In my department, I'd say the real problem starts with a university senior appointments committee made up entirely of men (but we can't do anything about that of course, because there are no female professors in the department); which always happens to appoint a man; and if you so much as point this out it is considered appallingly gauche and the most frightful bad manners. Or the fact that one (childless) member of that committee has said to me that he thinks the problem is that women don't write they books on maternity leave (it's just a little holiday of course); or that even male colleagues with children immediately treat you, on returning from maternity leave, as if your brain had fallen out of your ears; or any number of other things I could mention.

BuffytheReasonableFeminist · 05/07/2014 09:58

This reply has been deleted

Message withdrawn at poster's request.

georgettemagritte · 05/07/2014 10:03

I just don't think that third wave feminism is why students don't want to be feminists. By and large they don't know anything about it. There are far more insidious social forces that direct them. More than once, for example, when proposing a week on feminism to a mixed-sex class, the men have demanded that they will only do a week on feminism if I will also teach a week on "masculinism". It takes a whole seminar just to convince them that we have " "masculinism" already. By and large, the women go along with that, because the social pressure to believe that men are suddenly now an oppressed minority group is quite real. But I don't think it comes from feminist theory: it comes from the students' social environment, school, the media (especially the Mail type media which surprising numbers of them read).

georgettemagritte · 05/07/2014 10:18

I agree Tanacot - and these are threads where there is clearly a specialised audience of academics talking to each other as well as people who aren't, so it's difficult to judge how to pitch it (as Buffy said)...

Tanacot · 05/07/2014 10:31

If asked I would say this was probably initially meant to be a general Chat thread and the jargon would maybe work better in FWR, which is for professional feminists and not women in general. But then I would think that, because I don't understand basically anything you or Buffy say. Blush Other opinions are available!

(Very obviously, I did not go to university.)

Beachcomber · 05/07/2014 10:48

if you can't understand what I'm saying, why would I be saying it to you? What is the purpose of my speech if it doesn't share ideas?

Yeah, I agree with this Tanacot. I think it is pretty straightforward to speak simply but without patronizing people (who may or may not know as much as you about the subject). This is what I term plain speaking (when I use that expression I'm using it in the plain speaking every day sense that makes sense to most people, not how 'plain speaking' is considered in academia and whether it is currently in or out of vogue with male dominated institutions).

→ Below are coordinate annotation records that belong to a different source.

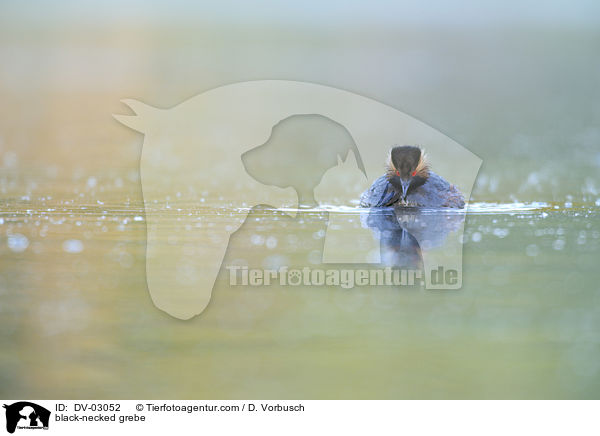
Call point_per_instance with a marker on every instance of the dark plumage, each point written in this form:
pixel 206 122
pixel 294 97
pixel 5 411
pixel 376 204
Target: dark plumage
pixel 410 182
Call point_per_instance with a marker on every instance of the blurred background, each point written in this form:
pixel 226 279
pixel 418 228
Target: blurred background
pixel 517 83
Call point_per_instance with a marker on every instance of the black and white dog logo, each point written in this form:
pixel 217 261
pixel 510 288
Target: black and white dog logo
pixel 26 415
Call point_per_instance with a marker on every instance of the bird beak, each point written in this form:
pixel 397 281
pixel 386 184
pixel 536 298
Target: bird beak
pixel 405 184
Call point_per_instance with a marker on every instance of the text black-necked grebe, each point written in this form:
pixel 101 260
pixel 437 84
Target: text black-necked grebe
pixel 409 182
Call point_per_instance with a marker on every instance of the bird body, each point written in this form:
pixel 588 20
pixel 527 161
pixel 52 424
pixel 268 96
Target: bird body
pixel 410 182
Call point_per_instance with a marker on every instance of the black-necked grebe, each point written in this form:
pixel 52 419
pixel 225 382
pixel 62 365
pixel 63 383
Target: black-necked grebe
pixel 409 182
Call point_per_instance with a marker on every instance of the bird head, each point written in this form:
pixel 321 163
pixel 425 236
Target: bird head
pixel 407 169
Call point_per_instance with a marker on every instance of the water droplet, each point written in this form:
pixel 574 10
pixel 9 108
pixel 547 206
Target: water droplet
pixel 271 242
pixel 532 250
pixel 18 242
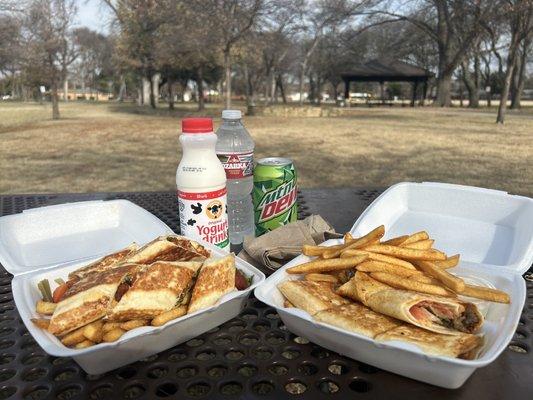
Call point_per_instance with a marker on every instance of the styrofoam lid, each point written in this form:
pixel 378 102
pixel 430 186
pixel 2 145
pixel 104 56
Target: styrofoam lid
pixel 231 114
pixel 485 226
pixel 45 237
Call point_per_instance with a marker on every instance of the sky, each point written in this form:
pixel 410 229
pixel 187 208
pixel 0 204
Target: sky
pixel 93 14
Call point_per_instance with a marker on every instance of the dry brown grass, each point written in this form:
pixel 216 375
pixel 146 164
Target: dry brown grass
pixel 109 147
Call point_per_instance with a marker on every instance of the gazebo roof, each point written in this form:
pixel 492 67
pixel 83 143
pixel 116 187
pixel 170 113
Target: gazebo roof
pixel 386 70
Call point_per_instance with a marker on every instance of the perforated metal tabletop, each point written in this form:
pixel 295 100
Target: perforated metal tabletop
pixel 252 356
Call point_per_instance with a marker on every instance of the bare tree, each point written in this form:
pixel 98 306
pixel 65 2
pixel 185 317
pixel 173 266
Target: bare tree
pixel 454 25
pixel 232 19
pixel 519 16
pixel 46 26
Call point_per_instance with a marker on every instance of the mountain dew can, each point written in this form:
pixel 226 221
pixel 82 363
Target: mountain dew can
pixel 274 194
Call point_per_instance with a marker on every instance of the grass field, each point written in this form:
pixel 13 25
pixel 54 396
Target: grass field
pixel 111 147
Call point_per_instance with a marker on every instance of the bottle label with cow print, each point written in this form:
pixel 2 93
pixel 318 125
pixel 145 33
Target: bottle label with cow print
pixel 204 216
pixel 237 165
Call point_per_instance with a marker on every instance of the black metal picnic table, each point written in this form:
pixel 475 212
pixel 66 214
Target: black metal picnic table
pixel 252 356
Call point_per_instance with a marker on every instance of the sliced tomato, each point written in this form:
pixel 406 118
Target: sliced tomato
pixel 59 292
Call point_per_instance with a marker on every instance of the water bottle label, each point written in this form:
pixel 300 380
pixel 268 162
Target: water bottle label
pixel 237 165
pixel 205 216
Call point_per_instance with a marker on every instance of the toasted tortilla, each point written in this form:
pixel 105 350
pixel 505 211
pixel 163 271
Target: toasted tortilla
pixel 357 318
pixel 216 278
pixel 311 296
pixel 162 249
pixel 434 313
pixel 158 288
pixel 461 345
pixel 89 298
pixel 104 263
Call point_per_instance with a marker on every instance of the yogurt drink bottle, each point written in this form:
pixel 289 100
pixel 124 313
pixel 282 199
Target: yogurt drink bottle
pixel 201 182
pixel 235 149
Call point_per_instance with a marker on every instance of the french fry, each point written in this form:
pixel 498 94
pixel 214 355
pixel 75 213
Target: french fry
pixel 357 243
pixel 425 279
pixel 421 244
pixel 134 323
pixel 408 254
pixel 108 326
pixel 416 237
pixel 319 265
pixel 94 331
pixel 84 344
pixel 378 266
pixel 450 262
pixel 45 307
pixel 451 281
pixel 73 338
pixel 310 250
pixel 321 278
pixel 113 335
pixel 163 318
pixel 378 257
pixel 484 293
pixel 396 241
pixel 287 304
pixel 42 323
pixel 409 284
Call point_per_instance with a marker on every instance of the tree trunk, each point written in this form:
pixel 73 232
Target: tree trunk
pixel 444 92
pixel 272 87
pixel 301 85
pixel 511 63
pixel 521 74
pixel 472 86
pixel 170 85
pixel 122 90
pixel 281 89
pixel 227 68
pixel 200 86
pixel 55 100
pixel 249 92
pixel 65 90
pixel 152 92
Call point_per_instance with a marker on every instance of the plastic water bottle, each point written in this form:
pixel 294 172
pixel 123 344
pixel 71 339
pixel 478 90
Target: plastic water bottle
pixel 235 150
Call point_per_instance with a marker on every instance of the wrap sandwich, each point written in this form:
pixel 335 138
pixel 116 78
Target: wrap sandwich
pixel 104 263
pixel 434 313
pixel 158 288
pixel 169 248
pixel 362 320
pixel 89 298
pixel 311 296
pixel 216 278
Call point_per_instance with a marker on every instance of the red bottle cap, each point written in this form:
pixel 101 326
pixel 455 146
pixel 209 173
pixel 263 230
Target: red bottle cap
pixel 197 125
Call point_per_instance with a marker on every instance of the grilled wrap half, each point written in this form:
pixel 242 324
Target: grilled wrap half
pixel 89 298
pixel 158 288
pixel 434 313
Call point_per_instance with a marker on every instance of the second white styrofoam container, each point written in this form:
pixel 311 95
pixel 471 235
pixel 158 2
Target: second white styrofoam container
pixel 463 220
pixel 74 236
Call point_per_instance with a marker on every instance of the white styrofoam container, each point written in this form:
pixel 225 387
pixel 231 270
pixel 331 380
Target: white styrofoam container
pixel 79 225
pixel 490 229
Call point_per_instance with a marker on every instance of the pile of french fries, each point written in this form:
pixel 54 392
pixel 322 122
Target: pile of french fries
pixel 102 331
pixel 406 262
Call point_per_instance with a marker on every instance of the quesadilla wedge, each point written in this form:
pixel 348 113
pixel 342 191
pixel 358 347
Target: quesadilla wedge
pixel 104 263
pixel 89 298
pixel 162 249
pixel 216 278
pixel 188 244
pixel 358 319
pixel 462 345
pixel 160 287
pixel 311 296
pixel 434 313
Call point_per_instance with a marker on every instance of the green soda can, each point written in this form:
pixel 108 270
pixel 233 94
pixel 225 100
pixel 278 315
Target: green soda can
pixel 274 194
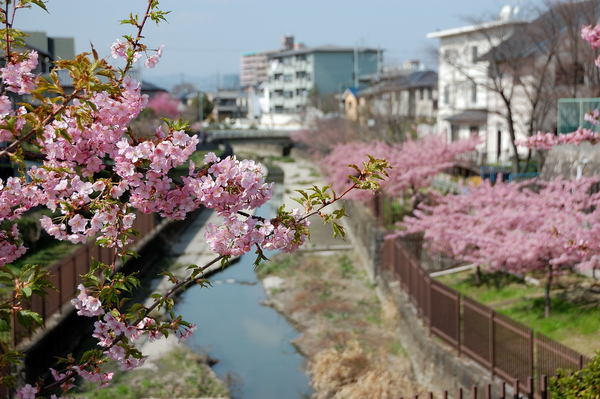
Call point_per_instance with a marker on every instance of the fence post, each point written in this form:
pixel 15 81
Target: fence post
pixel 544 387
pixel 492 340
pixel 458 325
pixel 60 290
pixel 531 362
pixel 429 303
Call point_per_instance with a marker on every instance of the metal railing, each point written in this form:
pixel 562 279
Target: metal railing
pixel 65 275
pixel 509 349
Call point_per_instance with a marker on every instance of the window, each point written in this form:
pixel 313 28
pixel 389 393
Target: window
pixel 454 133
pixel 450 55
pixel 570 74
pixel 474 54
pixel 474 131
pixel 447 94
pixel 473 92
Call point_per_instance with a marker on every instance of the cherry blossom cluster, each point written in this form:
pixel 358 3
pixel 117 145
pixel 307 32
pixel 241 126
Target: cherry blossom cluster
pixel 11 247
pixel 414 163
pixel 591 34
pixel 238 235
pixel 96 172
pixel 231 185
pixel 516 227
pixel 87 305
pixel 17 75
pixel 545 141
pixel 121 50
pixel 592 117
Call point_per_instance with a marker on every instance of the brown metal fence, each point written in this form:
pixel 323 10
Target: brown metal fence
pixel 507 348
pixel 66 273
pixel 490 391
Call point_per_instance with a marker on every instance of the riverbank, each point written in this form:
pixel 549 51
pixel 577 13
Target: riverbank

I think Dines does this for example. She is often speaking to groups of highly educated women but she breaks things down in a way that not only means a layperson can grasp but it also means that you can own the knowledge she shares. By that I mean it becomes part of your bank of knowledge in a way that is independent of the person who brought it to you. You can then go on to share it with other people and develop on it.

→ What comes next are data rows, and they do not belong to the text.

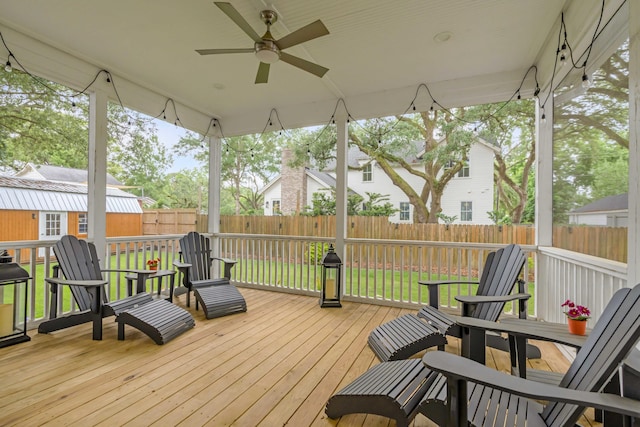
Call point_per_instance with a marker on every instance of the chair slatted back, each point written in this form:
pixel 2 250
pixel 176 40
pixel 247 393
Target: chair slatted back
pixel 78 260
pixel 196 250
pixel 498 278
pixel 613 337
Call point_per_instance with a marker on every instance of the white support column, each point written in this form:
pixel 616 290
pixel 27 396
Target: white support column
pixel 341 188
pixel 633 258
pixel 544 198
pixel 97 171
pixel 544 175
pixel 215 171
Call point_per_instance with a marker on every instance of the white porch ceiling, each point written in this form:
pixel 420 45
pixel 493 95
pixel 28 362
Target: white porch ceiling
pixel 378 53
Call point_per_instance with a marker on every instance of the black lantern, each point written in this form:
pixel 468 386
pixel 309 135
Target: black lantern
pixel 13 303
pixel 331 279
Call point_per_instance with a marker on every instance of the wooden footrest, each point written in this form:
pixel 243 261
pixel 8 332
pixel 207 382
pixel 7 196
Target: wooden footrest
pixel 390 389
pixel 403 337
pixel 220 300
pixel 159 319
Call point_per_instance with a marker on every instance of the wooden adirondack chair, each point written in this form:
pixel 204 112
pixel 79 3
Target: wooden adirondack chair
pixel 402 389
pixel 406 335
pixel 217 296
pixel 79 264
pixel 468 393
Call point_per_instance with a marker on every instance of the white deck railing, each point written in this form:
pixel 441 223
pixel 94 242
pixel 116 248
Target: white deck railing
pixel 584 279
pixel 380 272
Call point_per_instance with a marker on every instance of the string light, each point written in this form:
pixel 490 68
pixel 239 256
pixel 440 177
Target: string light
pixel 563 52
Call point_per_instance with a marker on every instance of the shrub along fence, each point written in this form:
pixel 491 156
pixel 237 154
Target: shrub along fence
pixel 603 242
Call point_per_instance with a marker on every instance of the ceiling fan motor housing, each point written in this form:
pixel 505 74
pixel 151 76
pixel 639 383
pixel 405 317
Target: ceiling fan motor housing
pixel 267 51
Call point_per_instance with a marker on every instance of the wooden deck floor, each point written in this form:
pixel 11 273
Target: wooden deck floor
pixel 276 364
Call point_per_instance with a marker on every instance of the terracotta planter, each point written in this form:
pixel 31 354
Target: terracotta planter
pixel 577 327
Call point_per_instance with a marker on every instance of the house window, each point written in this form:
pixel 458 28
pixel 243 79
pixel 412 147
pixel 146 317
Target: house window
pixel 464 172
pixel 83 223
pixel 53 224
pixel 405 211
pixel 367 173
pixel 466 211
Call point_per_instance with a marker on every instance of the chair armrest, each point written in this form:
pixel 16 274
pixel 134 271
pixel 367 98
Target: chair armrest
pixel 524 328
pixel 447 282
pixel 479 299
pixel 459 368
pixel 434 298
pixel 84 283
pixel 469 302
pixel 181 265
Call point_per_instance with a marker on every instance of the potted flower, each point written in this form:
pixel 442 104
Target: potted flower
pixel 577 316
pixel 153 263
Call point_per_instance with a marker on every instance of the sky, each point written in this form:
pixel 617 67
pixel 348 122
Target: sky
pixel 169 135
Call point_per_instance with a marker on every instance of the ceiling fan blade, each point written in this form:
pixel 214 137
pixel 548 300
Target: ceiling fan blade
pixel 235 16
pixel 216 51
pixel 263 73
pixel 309 32
pixel 303 64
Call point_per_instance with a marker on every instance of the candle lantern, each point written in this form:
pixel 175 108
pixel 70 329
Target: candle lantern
pixel 13 302
pixel 331 279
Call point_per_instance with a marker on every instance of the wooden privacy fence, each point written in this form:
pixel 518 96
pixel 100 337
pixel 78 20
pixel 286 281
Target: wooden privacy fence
pixel 604 242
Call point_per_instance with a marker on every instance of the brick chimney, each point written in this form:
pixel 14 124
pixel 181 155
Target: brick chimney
pixel 293 185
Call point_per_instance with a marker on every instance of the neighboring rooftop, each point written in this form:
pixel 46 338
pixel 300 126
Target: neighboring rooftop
pixel 60 174
pixel 40 195
pixel 610 203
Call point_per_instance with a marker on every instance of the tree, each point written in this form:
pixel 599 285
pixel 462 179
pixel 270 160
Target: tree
pixel 248 162
pixel 185 189
pixel 441 152
pixel 39 125
pixel 44 123
pixel 591 138
pixel 136 157
pixel 511 127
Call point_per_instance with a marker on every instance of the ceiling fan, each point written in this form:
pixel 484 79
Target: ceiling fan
pixel 266 48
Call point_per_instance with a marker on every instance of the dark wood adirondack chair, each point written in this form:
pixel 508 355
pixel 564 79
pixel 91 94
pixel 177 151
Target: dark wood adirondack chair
pixel 217 296
pixel 79 264
pixel 468 393
pixel 402 389
pixel 406 335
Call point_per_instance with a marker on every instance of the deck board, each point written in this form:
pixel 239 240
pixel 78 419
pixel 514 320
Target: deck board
pixel 276 364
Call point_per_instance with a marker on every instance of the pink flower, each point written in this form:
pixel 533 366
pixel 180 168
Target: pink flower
pixel 576 312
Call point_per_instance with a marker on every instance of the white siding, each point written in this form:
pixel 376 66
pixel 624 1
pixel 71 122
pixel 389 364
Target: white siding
pixel 477 188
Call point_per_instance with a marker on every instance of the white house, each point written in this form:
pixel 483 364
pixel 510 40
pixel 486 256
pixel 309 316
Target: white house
pixel 611 211
pixel 468 197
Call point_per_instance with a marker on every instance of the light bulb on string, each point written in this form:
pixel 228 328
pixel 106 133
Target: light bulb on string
pixel 563 54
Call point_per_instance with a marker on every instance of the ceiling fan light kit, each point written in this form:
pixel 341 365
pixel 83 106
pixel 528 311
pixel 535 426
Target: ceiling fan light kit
pixel 266 48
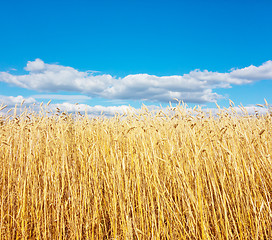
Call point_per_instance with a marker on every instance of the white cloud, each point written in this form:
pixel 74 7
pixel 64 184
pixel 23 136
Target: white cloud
pixel 196 86
pixel 34 105
pixel 74 98
pixel 11 101
pixel 110 111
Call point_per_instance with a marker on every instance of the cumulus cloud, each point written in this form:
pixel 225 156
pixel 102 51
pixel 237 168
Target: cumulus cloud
pixel 33 104
pixel 11 101
pixel 196 86
pixel 109 111
pixel 74 98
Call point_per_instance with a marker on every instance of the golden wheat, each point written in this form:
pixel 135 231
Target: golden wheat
pixel 144 175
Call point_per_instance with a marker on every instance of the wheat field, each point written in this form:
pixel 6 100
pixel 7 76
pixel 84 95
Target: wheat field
pixel 144 175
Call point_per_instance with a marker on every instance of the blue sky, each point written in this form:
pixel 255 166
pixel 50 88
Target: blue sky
pixel 144 51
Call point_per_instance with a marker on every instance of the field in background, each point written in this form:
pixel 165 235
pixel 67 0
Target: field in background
pixel 163 175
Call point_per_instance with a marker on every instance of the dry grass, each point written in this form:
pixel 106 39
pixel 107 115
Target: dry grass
pixel 140 176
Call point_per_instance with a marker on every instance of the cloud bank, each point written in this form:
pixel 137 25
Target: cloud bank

There is nothing patronizing about it - it is just good communication skills and shows that you really know your subject. It is only patronizing if you do it in a way where you are coming from a position that you are superior because of all your book learning. It is also very generous and noncompetitive; the point is to communicate with as many people as possible and to share.

DianaTrent · 05/07/2014 10:54

Just de-lurking to point out how much I am genuinely enjoying all the detours into theory and other subjects. I have learned a lot reading through these threads, although I can never quite keep up by the time I have watched the videos or googled some of the references I wasn't familiar with, but as someone who studied and works in the field of one of the traditional 'hard' sciences and had little to no exposure to contemporary philosophy, politics, gender studies etc. it is absolutely fascinating. Thank you.